9 Чрезвычайную эксплуатацию подавляющей части населения России, возведенной в ранг "отживающего класса", большевики имеют наглость называть "построением социализма". И каждые десять лет в 30-60-х гг. правительство вынуждено было "списывать" с колхозов миллиарды рублей невозвратных долгов, которые государство, обирая колхозы до нитки, постоянно им приписывало. Ныне, начисляя штрафы и пени, налоговые службы государства ведут себя так же в отношении всего хозяйства.
10 Для тех, кто обосновывает необходимость укрепления обороны угрозой фашизма, напомним, что фашизм Муссолини и Гитлера - слепок большевизма в приложении к частнокапиталистической стране как реакция на опасность большевизма СССР и III Интернационала, "мировой революции" и советских планов "от тайги до британских морей". Не будь в России коммунизма, не было бы и фашизма! Не было бы и военных кредитов и попустительства Западной Европы Гитлеру! И не было бы потребности в российском милитаризме.
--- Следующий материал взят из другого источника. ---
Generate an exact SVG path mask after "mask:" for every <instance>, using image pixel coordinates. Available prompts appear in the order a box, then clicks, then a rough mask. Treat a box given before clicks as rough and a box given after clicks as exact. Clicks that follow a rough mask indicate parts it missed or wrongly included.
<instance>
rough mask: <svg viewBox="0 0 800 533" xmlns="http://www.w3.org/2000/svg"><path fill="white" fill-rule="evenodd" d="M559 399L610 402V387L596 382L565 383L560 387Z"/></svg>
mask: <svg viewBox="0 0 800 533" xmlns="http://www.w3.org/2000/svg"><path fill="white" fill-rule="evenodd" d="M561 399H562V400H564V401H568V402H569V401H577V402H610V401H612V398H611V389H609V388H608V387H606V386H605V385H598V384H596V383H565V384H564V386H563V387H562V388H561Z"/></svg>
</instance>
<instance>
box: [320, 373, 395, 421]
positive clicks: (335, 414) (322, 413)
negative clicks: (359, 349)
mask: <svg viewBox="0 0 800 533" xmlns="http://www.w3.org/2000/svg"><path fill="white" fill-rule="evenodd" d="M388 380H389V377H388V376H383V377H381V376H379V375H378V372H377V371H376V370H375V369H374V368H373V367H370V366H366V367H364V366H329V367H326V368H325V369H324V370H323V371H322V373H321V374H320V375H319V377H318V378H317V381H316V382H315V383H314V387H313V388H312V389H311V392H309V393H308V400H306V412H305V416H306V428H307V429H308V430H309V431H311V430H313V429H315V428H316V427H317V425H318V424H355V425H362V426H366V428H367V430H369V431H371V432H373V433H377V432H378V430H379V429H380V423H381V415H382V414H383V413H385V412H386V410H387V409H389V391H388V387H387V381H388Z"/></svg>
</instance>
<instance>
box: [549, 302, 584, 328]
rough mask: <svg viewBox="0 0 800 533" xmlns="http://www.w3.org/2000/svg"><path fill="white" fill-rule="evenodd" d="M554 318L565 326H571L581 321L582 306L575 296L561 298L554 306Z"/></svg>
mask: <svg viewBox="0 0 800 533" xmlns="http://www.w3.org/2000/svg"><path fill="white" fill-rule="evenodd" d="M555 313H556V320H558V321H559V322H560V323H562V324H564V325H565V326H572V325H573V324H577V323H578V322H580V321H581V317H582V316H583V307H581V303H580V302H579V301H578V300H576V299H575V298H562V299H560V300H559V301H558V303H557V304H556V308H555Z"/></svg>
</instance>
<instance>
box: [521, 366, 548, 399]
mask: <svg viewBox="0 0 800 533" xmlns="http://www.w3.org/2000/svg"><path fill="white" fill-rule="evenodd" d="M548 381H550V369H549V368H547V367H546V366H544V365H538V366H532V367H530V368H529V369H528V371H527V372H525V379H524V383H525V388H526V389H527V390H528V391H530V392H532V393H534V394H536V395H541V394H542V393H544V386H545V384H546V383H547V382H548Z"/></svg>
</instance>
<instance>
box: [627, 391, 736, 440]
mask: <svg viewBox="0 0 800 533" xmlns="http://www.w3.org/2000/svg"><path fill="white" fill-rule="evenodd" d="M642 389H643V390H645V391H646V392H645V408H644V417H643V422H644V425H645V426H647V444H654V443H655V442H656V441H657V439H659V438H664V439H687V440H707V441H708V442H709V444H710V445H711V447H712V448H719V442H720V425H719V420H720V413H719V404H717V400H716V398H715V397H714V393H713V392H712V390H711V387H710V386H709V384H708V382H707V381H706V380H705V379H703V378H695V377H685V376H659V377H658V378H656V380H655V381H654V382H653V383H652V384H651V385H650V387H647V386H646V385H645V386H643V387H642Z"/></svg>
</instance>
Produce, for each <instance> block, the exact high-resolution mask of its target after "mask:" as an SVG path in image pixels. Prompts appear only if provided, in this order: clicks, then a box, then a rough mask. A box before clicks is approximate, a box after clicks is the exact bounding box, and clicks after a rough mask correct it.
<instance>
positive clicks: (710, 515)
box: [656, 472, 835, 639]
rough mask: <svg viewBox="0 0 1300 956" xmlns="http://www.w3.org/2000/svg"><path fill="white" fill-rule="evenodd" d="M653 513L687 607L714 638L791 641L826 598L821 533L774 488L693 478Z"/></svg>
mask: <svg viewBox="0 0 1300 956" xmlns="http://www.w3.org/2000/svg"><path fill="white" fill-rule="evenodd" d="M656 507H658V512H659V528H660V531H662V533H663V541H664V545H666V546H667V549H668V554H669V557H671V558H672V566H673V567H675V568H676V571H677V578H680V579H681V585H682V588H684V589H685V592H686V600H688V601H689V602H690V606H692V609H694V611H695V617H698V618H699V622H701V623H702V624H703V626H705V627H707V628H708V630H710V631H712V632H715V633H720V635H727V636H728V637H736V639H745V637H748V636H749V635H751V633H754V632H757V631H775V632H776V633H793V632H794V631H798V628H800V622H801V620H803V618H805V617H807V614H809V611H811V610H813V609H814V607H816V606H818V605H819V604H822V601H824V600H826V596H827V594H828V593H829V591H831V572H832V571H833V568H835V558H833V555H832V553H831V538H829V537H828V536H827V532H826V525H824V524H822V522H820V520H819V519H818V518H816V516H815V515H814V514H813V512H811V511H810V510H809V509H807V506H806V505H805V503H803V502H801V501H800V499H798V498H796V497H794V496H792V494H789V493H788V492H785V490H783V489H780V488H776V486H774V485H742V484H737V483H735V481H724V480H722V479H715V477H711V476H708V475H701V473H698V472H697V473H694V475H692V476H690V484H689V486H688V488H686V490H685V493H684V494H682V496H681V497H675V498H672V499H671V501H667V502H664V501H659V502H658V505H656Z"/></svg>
11 Впрочем, Никколо Макиавелли сказал, что "граждане не ценят свободы, пока ее не потеряли". Он знал толк по опыту соотечественников-граждан десятков городов-государств.
12 Исключение составляет, конечно, всякая власть, которая и не собирается опираться на народ, а только властвовать над ним.
13 При наличии таких вторжений государственность может возникнуть и раньше, но сформированный режим может снова приобрести милитаризованный характер, и история повторит еще один виток образования и разрушения государства для чиновника, госудаpства для себя.